Google outage: A broken cloud !

On May 14th, Google has experienced one of its largest public outage. Not only Google homepage was down but it also affected most of Google's services including Gmail, Google Maps, Google Calendar, Google Apps and AdSense. Google has taken responsibility for the problem. Urs Hoelzle, SVP of Operation at Google, released the following statement:

Imagine if you were trying to fly from New York to San Francisco, but your plane was routed through an airport in Asia. And a bunch of other planes were sent that way too, so your flight was backed up and your journey took much longer than expected. That’s basically what happened to some of our users today for about an hour, starting at 7:48 am Pacific time.

An error in one of our systems caused us to direct some of our web traffic through Asia, which created a traffic jam. As a result, about 14% of our users experienced slow services or even interruptions. We’ve been working hard to make our services ultrafast and “always on,” so it’s especially embarrassing when a glitch like this one happens. We’re very sorry that it happened, and you can be sure that we’ll be working even harder to make sure that a similar problem won’t happen again. All planes are back on schedule now.

This is as bad as it seems from my perspective and could cast a real shadow on Google’s cloud strategy ie. Google Apps. The outage comes the day after Google announced an unprecedented partnership with Valeo which is planning to deploy Google Apps to the company’s entire office-based workforce. We’re talking 30,000 users ! This is bit ironic and frightening to other company planning to move in the cloud. Additionally, what’s the financial impact on website built on Google API? Can you imagine the impact on online services relying on Adwords for their online paid advertising ? Scary.

After the search engine problem in January, Gmail breakdown in February, this is another wake-up call for companies relying entirely on Google ‘free’ services. It looks like there is no such things as a free lunch (TINSTAAFL !) after all …
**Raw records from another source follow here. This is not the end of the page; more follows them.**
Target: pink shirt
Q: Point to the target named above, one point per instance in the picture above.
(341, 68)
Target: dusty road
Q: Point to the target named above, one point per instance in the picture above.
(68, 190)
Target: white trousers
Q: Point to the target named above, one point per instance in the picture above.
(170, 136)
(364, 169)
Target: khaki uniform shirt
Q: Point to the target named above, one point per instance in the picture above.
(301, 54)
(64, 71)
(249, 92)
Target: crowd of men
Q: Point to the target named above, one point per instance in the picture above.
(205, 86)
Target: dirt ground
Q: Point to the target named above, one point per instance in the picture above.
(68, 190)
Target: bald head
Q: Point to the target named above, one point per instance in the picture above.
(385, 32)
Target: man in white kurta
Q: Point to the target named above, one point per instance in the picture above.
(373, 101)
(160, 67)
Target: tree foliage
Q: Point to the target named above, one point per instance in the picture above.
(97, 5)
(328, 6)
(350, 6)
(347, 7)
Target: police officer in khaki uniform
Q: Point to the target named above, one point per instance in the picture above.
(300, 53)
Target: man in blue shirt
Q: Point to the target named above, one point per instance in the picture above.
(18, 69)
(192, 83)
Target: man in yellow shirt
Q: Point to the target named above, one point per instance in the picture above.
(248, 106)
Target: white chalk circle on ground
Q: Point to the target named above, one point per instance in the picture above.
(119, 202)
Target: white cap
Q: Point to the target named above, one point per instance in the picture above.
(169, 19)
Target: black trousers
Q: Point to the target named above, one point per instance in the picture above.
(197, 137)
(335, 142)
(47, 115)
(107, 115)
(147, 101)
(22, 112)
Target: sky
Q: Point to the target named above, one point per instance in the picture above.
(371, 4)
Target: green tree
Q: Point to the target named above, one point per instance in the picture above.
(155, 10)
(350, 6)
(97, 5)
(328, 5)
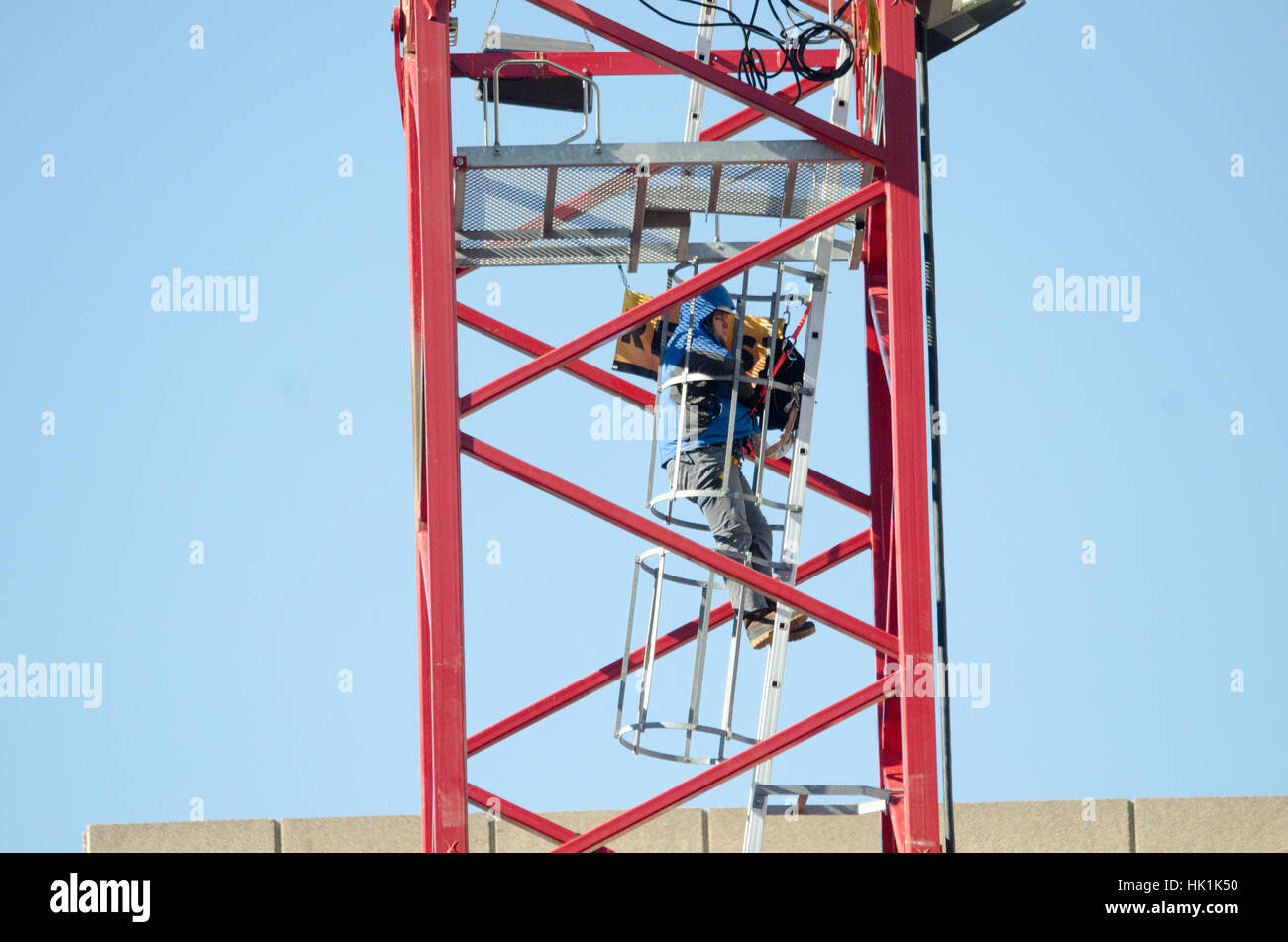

I’d be interested to get technical details about the actual problem which raises some questions: What type of error in their system affected web traffic routing ? Did they tried to implement new features for some of their services without testing them properly on a staging environment ? I have a lot of respect for the inovation in testing Google brings to the software industry. It’s very refreshing and bring a lot of motivation to everyone in this field. I sure hope their testing was not at fault on that one …